If I compile the following program with GCC and run it:

#include <stdio.h>

int main()
{
char long_string[100];
int i;

for (i = 0 ; i < 100 ; ++i)
{
printf("%d ", long_string[i]);
}
printf("\n");

return(0);
}


then I get

0 0 0 0 0 0 0 0 -1 -75 -16 0 0 0 0 0 -62 0 0 0 0 0 0 0 15 84 -42 -17 -4 127 0 0 14 84 -42 -17 -4 127 0 0 69 109 79 -50 46 127 0 0 1 0 0 0 0 0 0 0 -35 5 64 0 0 0 0 0 0 0 0 0 0 0 0 0 0 0 0 0 0 0 0 0 -112 5 64 0 0 0 0 0 80 4 64 0 0 0 0 0 16 85 -42 -17


so just the start of the string is being initialized to
0
, not the whole thing.

I'd like to look into the GCC source code to see what the policy is, but I don't know that code base well enough to know where to look.

Background: My CS student turned in some work in which they declared a string to have length 1000 because 'otherwise strange symbols are printed'. You can probably guess why. I want to be able to give them a good answer as to why this was going on and why their 'fix' worked.

Update: Thanks to those of you who gave useful answers. I've just found out that my computer prints out an empty string if the string is of length 1000, but garbage if the string is of length 960. See pts's answer for a good explanation. Of course, all this is completely system-dependent and is not part of GCC.

pts pts
Answer

As others have commented before, reading uninitialized data (e.g. elements of short_string) is undefined behavior according to the C standard.

If you are interested in what actually happens when compiling it by GCC and running it on Linux, here are some insights.

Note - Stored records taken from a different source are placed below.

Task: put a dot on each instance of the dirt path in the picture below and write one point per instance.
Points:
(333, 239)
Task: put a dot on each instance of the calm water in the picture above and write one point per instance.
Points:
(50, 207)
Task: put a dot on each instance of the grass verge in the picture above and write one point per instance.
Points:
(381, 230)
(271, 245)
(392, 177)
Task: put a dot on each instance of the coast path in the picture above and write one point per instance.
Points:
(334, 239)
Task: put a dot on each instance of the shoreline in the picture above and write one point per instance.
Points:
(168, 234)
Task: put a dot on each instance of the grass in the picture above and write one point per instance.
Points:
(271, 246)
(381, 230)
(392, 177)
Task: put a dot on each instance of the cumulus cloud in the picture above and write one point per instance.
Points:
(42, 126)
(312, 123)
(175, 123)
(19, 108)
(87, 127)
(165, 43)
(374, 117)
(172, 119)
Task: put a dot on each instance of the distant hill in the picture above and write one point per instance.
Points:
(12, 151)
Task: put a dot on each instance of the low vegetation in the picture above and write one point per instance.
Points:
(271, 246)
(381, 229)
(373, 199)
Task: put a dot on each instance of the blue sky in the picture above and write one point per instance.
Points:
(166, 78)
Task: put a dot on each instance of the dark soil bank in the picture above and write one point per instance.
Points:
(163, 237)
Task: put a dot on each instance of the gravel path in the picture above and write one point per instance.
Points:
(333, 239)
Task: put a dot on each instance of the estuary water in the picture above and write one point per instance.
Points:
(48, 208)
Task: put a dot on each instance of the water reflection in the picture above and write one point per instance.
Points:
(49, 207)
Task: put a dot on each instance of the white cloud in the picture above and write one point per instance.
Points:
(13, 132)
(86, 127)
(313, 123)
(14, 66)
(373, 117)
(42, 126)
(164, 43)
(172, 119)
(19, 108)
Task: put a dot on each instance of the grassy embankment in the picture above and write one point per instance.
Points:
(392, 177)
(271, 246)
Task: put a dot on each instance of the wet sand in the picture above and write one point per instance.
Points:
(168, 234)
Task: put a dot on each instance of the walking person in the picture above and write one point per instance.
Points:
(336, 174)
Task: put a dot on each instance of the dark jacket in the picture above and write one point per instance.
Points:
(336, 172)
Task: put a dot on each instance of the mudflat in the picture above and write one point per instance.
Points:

main is not the first function which gets run when your program starts. The entry point is usually called _start, and it calls main. What is on the stack in these uninitialized arrays when main is running depends on what has been put there before, i.e. what _start has done before calling main. What _start does depends on GCC and the libc.

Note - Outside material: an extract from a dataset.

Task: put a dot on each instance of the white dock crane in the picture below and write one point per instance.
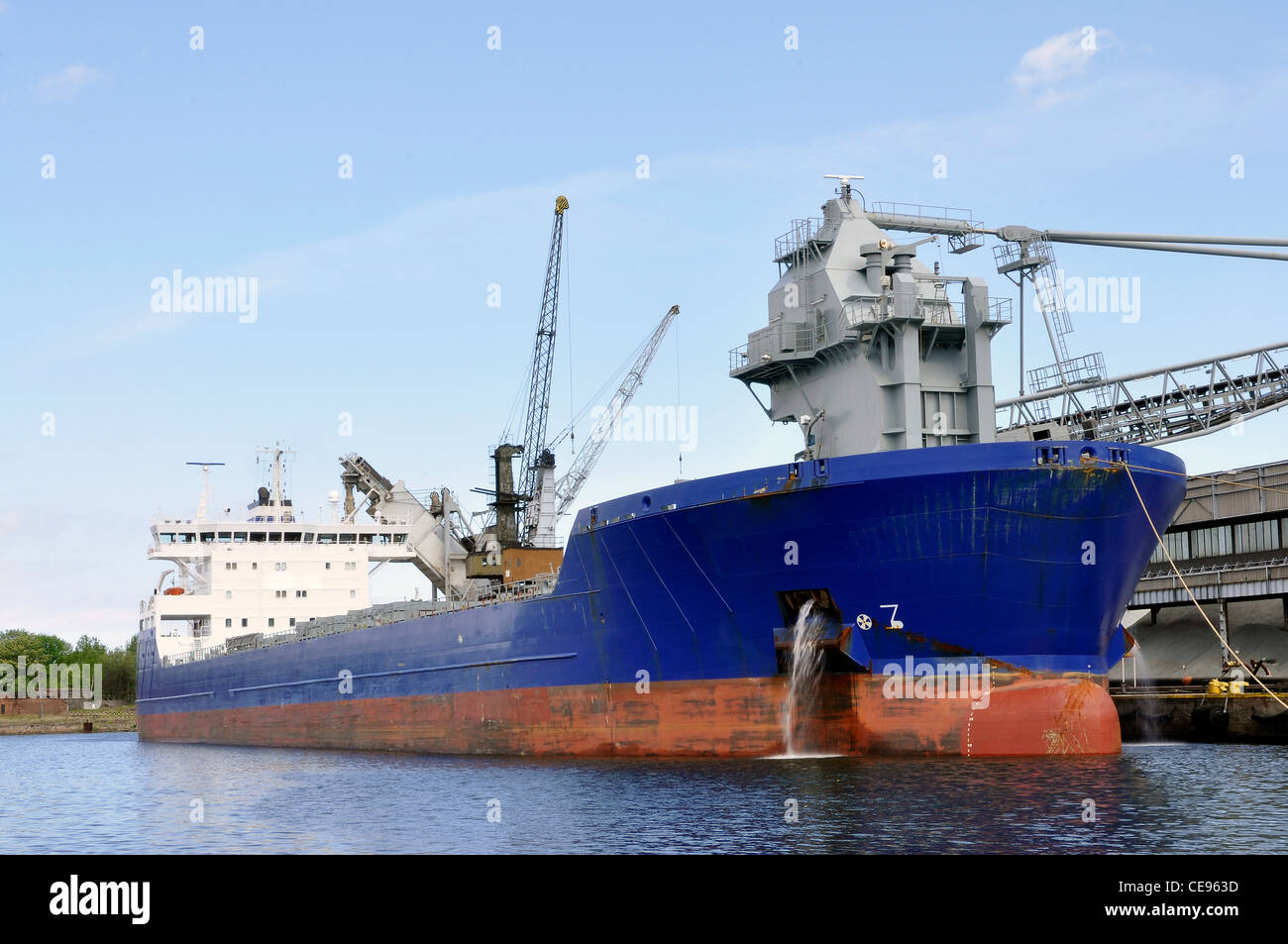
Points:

To figure out what actually happens, you may want to want to compile your program with gcc -static -g, and run it in a debugger, something like this:

$ gcc -static -g -o myprog myprog.c
$ gdb ./myprog
(gdb) b _start
(gdb) run
(gdb) s

Instead of s you may want to issue other GDB commands to get the disassembly of _start, and run it instruction-by-instruction.

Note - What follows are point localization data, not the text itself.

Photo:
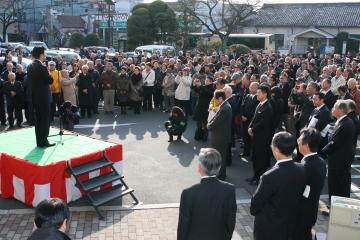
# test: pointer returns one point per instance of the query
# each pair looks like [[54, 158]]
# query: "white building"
[[300, 27]]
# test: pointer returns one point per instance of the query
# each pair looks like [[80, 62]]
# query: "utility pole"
[[110, 21]]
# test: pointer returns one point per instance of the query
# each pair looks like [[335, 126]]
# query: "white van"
[[161, 49]]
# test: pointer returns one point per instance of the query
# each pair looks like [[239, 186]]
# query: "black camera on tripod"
[[69, 116]]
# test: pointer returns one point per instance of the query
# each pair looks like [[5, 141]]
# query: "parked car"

One possible explanation why your program is reading more 0s from an uninitialized long array than from an uninitialized short array, is probably that the stack was (mostly) all 0s in the beginning, before _start started running, then _start has overwritten some bytes of the stack, but the beginning of the long array is in part of the stack which hasn't been overwritten by _start, so it's still all 0s. Use a debugger to confirm.

You may also be interested in reading data from uninitialized global arrays. These arrays are guaranteed to be initialized to 0 by the C standard, and this is implemented by GCC putting them the .bss section. See how about .bss section not zero initialized about how .bss is initialized.